Income tax in Ireland was substantially increased after its banks collapsed and it was forced into a £57bn IMF-EU bailout.
Ireland’s 20% and 40% standard tax bands are identical to Britain, but start at a much lower level. There is also a universal social charge, which starts at 2.5% on incomes over €13,000 but rises to 8% on incomes over €70,044. That means, all in all, quite a high rate of income tax for residents.
Ireland’s residents are taxed on their world-wide income. However, non-domiciled individuals are only taxed on the foreign income or gains that they remit into Ireland.
The dividend withholding tax is applied at a standard rate of 20% for dividend payments and other distributions made by Irish companies.
The tax applies at source on the gross dividend. Irish individual shareholders pay the tax on the gross dividend at the marginal rate.
Registering a Business
It’s an easy and straightforward process to register a company in Ireland, and in many ways it’s similar to the UK registration with a few exceptions.
It is important to note that unlike the UK, Irish company law requires that:
– all companies must have at least two directors and one secretary (who can be one of the directors);
– one of the directors must be a permanent member of the EU.
If you live outside of Ireland, it’s still possible to open a company in Ireland without you being physically present in the country. There are plenty of specialist services offering the support required for non-resident Directors. They usually do all the paperwork and offer a complete solution for company set up including a registered office and a company secretary if required.

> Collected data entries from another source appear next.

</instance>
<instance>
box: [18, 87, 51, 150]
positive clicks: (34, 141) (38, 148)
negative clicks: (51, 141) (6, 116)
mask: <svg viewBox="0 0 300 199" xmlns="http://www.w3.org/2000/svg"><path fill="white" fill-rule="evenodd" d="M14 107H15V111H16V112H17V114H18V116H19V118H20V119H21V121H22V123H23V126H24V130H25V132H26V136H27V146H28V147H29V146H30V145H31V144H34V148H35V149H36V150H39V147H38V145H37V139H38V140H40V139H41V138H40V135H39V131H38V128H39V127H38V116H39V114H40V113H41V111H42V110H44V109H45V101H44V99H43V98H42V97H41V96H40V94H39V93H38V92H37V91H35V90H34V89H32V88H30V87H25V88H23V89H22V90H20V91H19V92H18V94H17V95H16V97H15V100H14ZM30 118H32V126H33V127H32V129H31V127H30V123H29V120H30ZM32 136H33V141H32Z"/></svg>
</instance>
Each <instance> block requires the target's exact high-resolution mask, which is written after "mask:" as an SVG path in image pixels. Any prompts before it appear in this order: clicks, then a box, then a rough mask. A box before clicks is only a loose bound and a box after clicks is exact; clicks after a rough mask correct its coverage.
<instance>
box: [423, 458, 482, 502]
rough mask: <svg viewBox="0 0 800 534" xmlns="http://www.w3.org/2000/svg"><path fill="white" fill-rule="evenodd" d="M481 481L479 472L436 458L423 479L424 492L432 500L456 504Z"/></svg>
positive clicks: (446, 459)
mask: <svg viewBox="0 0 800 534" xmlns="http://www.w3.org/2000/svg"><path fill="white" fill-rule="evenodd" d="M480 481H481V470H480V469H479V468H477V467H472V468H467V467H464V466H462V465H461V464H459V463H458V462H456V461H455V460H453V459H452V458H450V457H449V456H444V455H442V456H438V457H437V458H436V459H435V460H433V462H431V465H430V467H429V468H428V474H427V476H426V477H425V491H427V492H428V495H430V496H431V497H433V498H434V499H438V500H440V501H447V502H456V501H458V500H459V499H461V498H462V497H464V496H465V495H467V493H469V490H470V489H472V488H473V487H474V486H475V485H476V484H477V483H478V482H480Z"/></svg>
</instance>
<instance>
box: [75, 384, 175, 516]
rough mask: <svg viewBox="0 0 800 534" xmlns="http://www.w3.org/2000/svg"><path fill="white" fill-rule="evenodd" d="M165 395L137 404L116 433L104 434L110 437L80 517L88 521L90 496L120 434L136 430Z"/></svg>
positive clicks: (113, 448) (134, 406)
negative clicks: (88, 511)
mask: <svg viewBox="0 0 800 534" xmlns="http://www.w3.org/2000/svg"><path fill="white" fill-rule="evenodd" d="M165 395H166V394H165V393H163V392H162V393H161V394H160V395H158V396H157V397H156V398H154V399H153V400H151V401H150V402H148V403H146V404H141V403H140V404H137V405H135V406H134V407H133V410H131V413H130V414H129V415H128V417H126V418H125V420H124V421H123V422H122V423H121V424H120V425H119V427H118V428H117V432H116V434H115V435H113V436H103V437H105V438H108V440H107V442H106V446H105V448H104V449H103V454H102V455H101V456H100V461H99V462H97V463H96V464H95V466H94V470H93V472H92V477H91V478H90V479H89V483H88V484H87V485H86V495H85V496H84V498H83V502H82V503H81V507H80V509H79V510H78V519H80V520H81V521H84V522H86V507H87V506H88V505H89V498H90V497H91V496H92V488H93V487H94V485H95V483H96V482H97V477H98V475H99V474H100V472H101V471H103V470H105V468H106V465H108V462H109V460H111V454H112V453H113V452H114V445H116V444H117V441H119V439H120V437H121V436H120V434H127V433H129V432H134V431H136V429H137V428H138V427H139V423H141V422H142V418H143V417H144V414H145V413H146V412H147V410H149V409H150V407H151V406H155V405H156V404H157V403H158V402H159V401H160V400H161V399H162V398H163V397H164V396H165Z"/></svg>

While there are plenty of advantages of setting a business in Ireland due to a very favourable business treatment (especially for big multinational corporations), Ireland isn’t as advantageous when it comes to personal income taxation as Cyprus or Malta.
The bigger your personal income is, the less you benefit from being a tax resident in Ireland. This is, probably, one of the main reasons why non-resident companies (where directors are non-Irish tax residents) are so popular – with this arrangement the company pays Irish corporate tax rates, while the directors are tax residents of a different jurisdiction and aren’t subject to Irish income tax.